A greater MedDiet adherence was associated with higher abundances of major dietary fiber metabolizers (e.g., Faecalibacterium prausnitzii, false-discovery-rate-adjusted P [q] = 0.01), and lower abundances of biochemical specialists (e.g., Parabacteroides, q = 0.04). The gut microbiomes of participants with greater MedDiet adherence were enriched for functions involved in dietary fiber degradation but depleted for those related to sulfur reduction and lactose and galactose degradation. The associations between MedDiet adherence and diabetes prevalence were significantly stronger among participants with depleted abundance of Prevotella (pinteraction = 0.03 for diabetes, 0.02 for prediabetes/diabetes, and 0.02 for prediabetes). A 1-SD deviation increment in the MedDiet index was associated with 24% (odds ratio [OR] 0.76; 95% CI, 0.59-0.98) and 7% (OR 0.93; 95% CI, 0.72-1.20) lower odds of diabetes in Prevotella noncarriers and carriers, respectively.
Adherence to MedDiet is associated with diverse gut microorganisms and microbial functions. The inverse association between the MedDiet and diabetes prevalence varies significantly depending on gut microbial composition.
肠道微生物群、地中海饮食(MedDiet)和糖尿病临床终点之间的相互关系尚不清楚。
确定 MedDiet 的肠道微生物特征,并研究 MedDiet 与糖尿病之间的关联是否因个体肠道微生物特征不同而有所差异。
本研究纳入了来自美国西班牙裔/拉丁裔男性和女性队列研究的 543 名糖尿病患者、805 名糖尿病前期患者和 394 名血糖正常者。
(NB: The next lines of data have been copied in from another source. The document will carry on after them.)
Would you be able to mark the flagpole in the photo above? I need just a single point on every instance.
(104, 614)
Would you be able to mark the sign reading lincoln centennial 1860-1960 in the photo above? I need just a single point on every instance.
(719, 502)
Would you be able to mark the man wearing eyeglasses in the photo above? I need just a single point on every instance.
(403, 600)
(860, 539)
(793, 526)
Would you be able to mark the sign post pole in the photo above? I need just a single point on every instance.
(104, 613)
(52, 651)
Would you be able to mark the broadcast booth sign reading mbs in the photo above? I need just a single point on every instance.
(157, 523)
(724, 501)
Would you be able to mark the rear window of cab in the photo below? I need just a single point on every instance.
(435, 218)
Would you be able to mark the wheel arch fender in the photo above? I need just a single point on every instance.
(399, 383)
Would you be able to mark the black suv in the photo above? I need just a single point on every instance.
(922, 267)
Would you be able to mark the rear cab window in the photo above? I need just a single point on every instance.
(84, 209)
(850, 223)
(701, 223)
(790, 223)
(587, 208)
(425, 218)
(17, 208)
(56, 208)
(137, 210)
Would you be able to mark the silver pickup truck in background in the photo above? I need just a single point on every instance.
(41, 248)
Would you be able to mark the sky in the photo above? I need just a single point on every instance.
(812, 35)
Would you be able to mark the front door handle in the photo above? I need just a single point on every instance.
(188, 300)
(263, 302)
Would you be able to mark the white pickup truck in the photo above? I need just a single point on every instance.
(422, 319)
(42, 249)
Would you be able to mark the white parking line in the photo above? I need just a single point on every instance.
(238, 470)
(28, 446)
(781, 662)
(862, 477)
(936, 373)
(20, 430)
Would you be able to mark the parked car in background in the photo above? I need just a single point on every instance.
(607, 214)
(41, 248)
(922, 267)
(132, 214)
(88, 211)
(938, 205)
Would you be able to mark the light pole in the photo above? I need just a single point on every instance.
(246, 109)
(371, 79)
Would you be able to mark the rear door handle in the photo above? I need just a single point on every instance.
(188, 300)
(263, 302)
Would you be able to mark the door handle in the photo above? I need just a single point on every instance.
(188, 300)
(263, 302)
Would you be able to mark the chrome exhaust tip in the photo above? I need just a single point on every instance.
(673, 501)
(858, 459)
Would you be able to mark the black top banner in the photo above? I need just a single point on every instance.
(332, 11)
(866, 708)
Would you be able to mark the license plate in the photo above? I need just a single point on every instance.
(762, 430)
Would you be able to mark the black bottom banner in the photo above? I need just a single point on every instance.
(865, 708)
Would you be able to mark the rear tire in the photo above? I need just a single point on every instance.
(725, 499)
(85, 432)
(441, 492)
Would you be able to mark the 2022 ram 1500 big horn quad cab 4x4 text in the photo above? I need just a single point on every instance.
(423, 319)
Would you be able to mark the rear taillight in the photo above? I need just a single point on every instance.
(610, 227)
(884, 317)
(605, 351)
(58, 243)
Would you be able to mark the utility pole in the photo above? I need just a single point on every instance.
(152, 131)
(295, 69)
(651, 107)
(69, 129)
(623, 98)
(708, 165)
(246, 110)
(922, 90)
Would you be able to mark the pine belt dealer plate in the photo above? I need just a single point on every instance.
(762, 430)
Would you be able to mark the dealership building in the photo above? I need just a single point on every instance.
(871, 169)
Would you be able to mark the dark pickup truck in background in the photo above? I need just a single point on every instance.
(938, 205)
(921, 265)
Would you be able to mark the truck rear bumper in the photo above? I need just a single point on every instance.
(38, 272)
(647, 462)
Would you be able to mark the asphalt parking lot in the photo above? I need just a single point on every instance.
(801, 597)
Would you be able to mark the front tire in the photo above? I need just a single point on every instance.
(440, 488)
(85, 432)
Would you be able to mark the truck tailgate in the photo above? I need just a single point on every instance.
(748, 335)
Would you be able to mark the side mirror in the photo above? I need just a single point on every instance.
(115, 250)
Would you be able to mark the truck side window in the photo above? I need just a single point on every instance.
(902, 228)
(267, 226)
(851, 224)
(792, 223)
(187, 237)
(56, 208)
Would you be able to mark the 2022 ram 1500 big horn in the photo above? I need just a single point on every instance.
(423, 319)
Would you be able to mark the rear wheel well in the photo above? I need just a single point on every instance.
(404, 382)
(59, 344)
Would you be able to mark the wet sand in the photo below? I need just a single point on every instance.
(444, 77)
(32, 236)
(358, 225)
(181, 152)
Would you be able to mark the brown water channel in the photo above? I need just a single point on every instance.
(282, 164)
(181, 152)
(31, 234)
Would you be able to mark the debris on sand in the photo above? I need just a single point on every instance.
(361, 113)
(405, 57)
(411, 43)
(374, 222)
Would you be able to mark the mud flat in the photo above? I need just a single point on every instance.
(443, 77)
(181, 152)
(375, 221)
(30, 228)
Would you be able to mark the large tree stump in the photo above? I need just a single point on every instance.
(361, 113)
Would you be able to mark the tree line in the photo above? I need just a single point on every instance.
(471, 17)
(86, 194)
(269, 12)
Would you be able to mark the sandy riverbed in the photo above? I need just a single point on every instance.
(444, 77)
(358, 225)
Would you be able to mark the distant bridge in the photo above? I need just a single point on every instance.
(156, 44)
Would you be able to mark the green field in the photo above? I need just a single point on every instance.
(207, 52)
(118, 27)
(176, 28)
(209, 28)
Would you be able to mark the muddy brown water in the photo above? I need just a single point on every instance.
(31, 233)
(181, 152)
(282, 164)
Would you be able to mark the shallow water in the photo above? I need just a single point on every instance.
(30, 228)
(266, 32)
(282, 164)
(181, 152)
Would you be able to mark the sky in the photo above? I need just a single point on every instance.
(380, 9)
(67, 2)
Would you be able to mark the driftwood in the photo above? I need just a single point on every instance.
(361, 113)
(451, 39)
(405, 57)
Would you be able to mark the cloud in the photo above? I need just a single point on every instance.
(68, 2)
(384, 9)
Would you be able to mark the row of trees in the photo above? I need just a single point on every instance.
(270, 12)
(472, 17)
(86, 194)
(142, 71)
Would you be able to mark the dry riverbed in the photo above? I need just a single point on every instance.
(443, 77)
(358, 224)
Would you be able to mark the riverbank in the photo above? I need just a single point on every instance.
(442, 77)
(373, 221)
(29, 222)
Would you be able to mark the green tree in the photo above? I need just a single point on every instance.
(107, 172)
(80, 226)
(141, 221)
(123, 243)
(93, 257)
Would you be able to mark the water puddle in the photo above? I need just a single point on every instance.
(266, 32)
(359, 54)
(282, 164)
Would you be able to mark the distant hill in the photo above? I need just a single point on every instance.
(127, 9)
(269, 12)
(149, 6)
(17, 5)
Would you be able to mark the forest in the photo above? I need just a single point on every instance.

采用 16S rRNA 基因测序对粪便样本进行分析。采用基于 2 份 24 小时膳食回忆的指数评估 MedDiet 的依从性。
更高的 MedDiet 依从性与主要膳食纤维代谢物(如普氏粪杆菌,校正后的错误发现率[q] = 0.01)的丰度增加相关,而与生化专家(如拟杆菌属,q = 0.04)的丰度减少相关。与更高 MedDiet 依从性相关的肠道微生物组富含参与膳食纤维降解的功能,但缺乏与硫还原以及乳糖和半乳糖降解相关的功能。在 Prevotella 丰度减少的参与者中,MedDiet 依从性与糖尿病患病率之间的关联更为显著(交互作用 p 值分别为糖尿病:0.03,糖尿病前期/糖尿病:0.02,糖尿病前期:0.02)。MedDiet 指数的 1-SD 偏差增量与 Prevotella 非携带者和携带者糖尿病的发生几率分别降低 24%(比值比[OR]0.76;95%可信区间,0.59-0.98)和 7%(OR 0.93;95%可信区间,0.72-1.20)相关。
MedDiet 的依从性与肠道微生物群和微生物功能多样性有关。MedDiet 与糖尿病患病率之间的反比关系因肠道微生物组成的不同而有显著差异。